Economou reminded attendees of the essential guidance in royalty rate valuation compliance, including
- IRS section 482--which outlines their ten requirements on transfer pricing calculations. "I believe there is a preference to see market data rather than level 3 assumptions," Economu states
- Georgia Pacific factors from the 1970 Georgia-Pacific v. United States Plywood Corp. decision regarding the value of intellectual property (Economu directs people to the Journal of Accountancy 2008 "Royalty Rates" article on GP for further guidance on
- IFRS 3, ASC 805, 350 and 820, with their emphases on highest and best uses, and hypothetical market participants
- OECD 42
Here are the basic quesstions Economou asks
- what is each IP basket?
- how is the IP used together?
- What is the line of business?
- How much revenue and profit is generated from the product using the IP?
- What is the nature of the IP, how is it protected, and how protectable is it?
- Has the IP been defended in the past? Outcome?
- What is the company's operating history and profits?
- Who is the peer group for operating performance, either from RMA or from guideline public companies
- And, what simiar licensing transactions exist, as mentioned, from ktMine or Royalty Source (or others)
Royalty rate comps do have limitations. Typically,
- they have a wide range of data
- Closer scrutiny of underlying terms often negates nearly all compatibility
- You often don't know much about the licensee or licensor
- It may include inter-company transactions
- The time period or market conditions may be completely different
- Early payments can have a huge impact on terms.
Economou presented a number of weighted average return analyses, looking at the fair value of elements such as cash, cash free debt free working capital, trade names, proprietary technology, customer relationships, covenants not to compete, implied goodwill, assembled workforce, and internally developed software. Several people in the audience commented that they've noticed that this kind of valuation often ends up with high allocations to customer relationships. Economou agrees that "this can be a risk and perhaps appraisers tend to overvalue this segment."
Royalty rate analyses often would make an observer question the acquisition in the first place. In any case, sanity checks are critical, and "you can go off the rails quickly if you don't watch." There are many PPA cases where the analysis provides a price widely lower than what a private equity firm just paid, for example. "You can end up with the sense that you have no idea why the PE firm paid zillions for IP worth a couple of hundred thousand dollars," one session participant commented.

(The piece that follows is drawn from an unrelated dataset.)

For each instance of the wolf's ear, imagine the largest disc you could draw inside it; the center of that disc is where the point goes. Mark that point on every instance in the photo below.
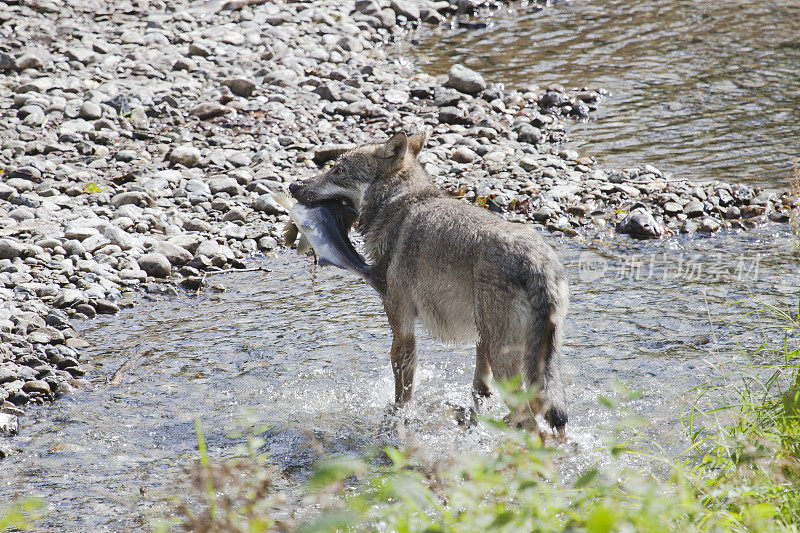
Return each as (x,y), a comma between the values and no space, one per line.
(394,150)
(415,144)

Of course there are other reasons--keeping other competitors out, for instance. But the first investors frequently seem to do pretty well, Economou agreed.
Declining royalty rates, or revenues? One other participant commented that nearly all the analyses he sees use constant royalty rates over the life of the asset, and he questions whether this makes sense. Economou said he tends to degrade the revenues rather than the royalty rate, since "we have better market data on revenues than on royalty rates." Another expert commented that few agreements have declining royalty rates, so this would be unusual. The consensus of the participants at the ASA session was that you were calculating for the correct mid-point royalty rate--and then applying it to the projected revenues or profits. No one in the room said they'd attempted to support a declining royalty rate in their appraisal work.